Un discours de guerre est toujours interminable
Un frisson galopa le long de sa colonne vertébrale. Bouche entr'ouverte, il ne ressentit pas même la sécheresse qui colonisait sa gorge sous l'effet de la peur. Alors, quand son voisin répéta sa question, il l'entendit à peine.
« C'est vraiment lui notre nouveau commandant ? »
C'était un soldat encore jeune, curieux mais crédule. Incapable de saisir l'effroi que suscite un incident si grave et inopportun. La mort d'un général. Non... Son assassinat. Par un rival.
« Oui. »
Sa lame colossale fit une sinistre musique lorsqu'il l'ôta du cadavre. En Arcadia, la puissance bénit les gouvernants et le charisme couronne toute fougue assez forte pour commander. En Arcadia, la loi du plus bestial n'est pas une réalité funeste ; c'est un couperet. Voilà pourquoi, après avoir vaincu en duel le général en chef, le guerrier avait assis sa légitimité.
Mais pourquoi avoir l'air si surpris ? Tous savaient qu'il finirait par surpasser toute autorité à la force de ses poignets. Il n'était pas qu'un prodige, à l'aise avec chaque arme qui lui plaisait ; il n'était pas qu'une montagne de muscles, terrassant des adversaires monstrueux sans peur aucune ; il était... Unique. D'une terrifiante manière.
« À genoux, soupira-t-il. »
Tétanisée, l'assemblée n'agit pas.
« À GENOUX ! »
Chaque soldat s'exécuta.
Une vague de fatigue avait affaibli leurs jambes mais c'est l'impulsion d'une voix profonde qui les avait contraints à sujétion. Contraints ? Non, ils avaient accepté de s'asservir à celui qu'ils savaient être un génie du combat.

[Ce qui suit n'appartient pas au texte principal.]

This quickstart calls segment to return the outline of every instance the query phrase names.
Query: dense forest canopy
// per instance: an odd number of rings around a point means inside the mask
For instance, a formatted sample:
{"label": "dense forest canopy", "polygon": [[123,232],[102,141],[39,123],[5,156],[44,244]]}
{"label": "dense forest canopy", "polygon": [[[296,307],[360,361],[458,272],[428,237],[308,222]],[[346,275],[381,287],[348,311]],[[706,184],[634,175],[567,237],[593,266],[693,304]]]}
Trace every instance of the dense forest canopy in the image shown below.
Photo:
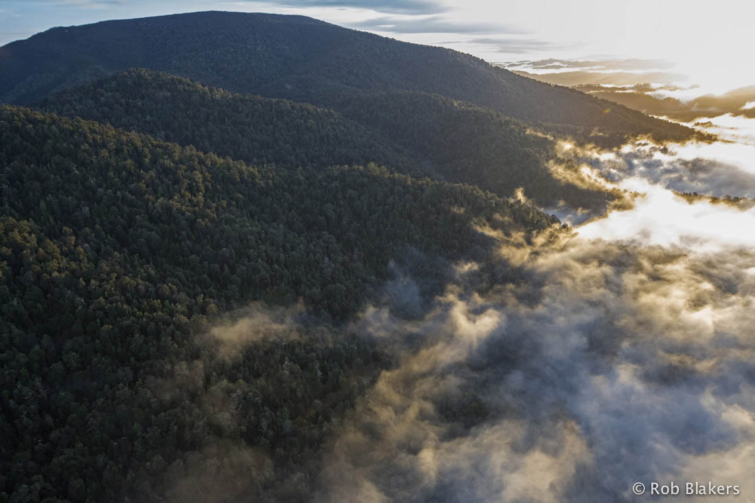
{"label": "dense forest canopy", "polygon": [[355,93],[329,104],[342,113],[134,69],[54,94],[42,108],[253,164],[375,162],[501,196],[522,188],[544,206],[564,200],[594,208],[612,197],[553,176],[547,165],[556,137],[472,103],[402,91]]}
{"label": "dense forest canopy", "polygon": [[[198,12],[54,28],[0,48],[0,100],[29,104],[145,67],[233,92],[323,103],[357,90],[417,91],[507,116],[680,140],[694,131],[450,49],[301,16]],[[610,109],[610,113],[606,110]]]}
{"label": "dense forest canopy", "polygon": [[[537,256],[571,236],[535,204],[623,197],[556,176],[559,142],[696,134],[457,51],[272,14],[52,29],[0,48],[0,101],[14,503],[307,501],[328,443],[399,365],[360,316],[389,306],[414,326],[462,270],[481,305],[509,287],[536,304],[543,280],[501,243]],[[492,413],[476,393],[436,397],[448,435]]]}
{"label": "dense forest canopy", "polygon": [[[377,299],[394,258],[479,258],[492,252],[476,226],[556,221],[374,165],[253,167],[13,106],[0,109],[0,495],[12,501],[162,501],[180,491],[166,480],[208,463],[233,478],[226,444],[265,453],[233,494],[300,497],[339,415],[390,362],[359,334],[311,325],[229,362],[198,337],[208,321],[300,298],[335,326]],[[233,418],[207,400],[231,390]]]}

Doublé d'un boucher inouï.
« Céans et sans souffrir soupçons ni résistances, par le pouvoir de ma volonté propre je consens à porter votre destin, comme le destin d'un seul homme, afin de forger un peuple fort et uni qui ne connaît de frontières qu'en tant que fronts de guerre qui seront autant de marches vers un gouvernement impérial, un royaume grandiose qui sublimera les talents de chacunes et chacuns, indistinctement de vos naissances et des marques rétrogrades, pour que la gloire ne soit pas le nid de la médiocrité mais qu'elle révèle l'impétuosité qui nous pousse vers l'infini majesté de l'empyrée, à laquelle vous aspirez et qui pourra, pour qui osera la vêtir, embraser vos prépotences de sorte que notre si évidente supériorité étende son règne inexorable sur les contrées des incivilisés qu'il nous faudra conquérir, puis former à nos idéaux martiaux, apportant rénovation à leurs organisations défaillantes et corrigeant les faiblesses de ces régimes avilissants qui ramolissent les excellents au profit des épuisés, dans un débilitant cercle vicieux qu'ils appellent lumineux mais dont les fonctions pernicieuses sont oublieuses de l'injuste distribution des ressources et de toutes les particularités qui nous caractérisent, mais qui sont écrasés sous le poids de la facilité à laquelle je refuse de céder une trêve quelconque, parce qu'on peut, quand on le veut, construire sinon un trône par citoyen, au moins un rêve commun. »
Grisés, sans un mot ni une grimace, aucun des soldats n'aurait eu l'idée saugrenue ne serait-ce que de contester la harangue, dont ils ne comprenaient pas qu'elle promettait une souffrance infinie, à laquelle ils consentirent, brisés.
Car malgré les palabres, elle ne déclarait que... La guerre.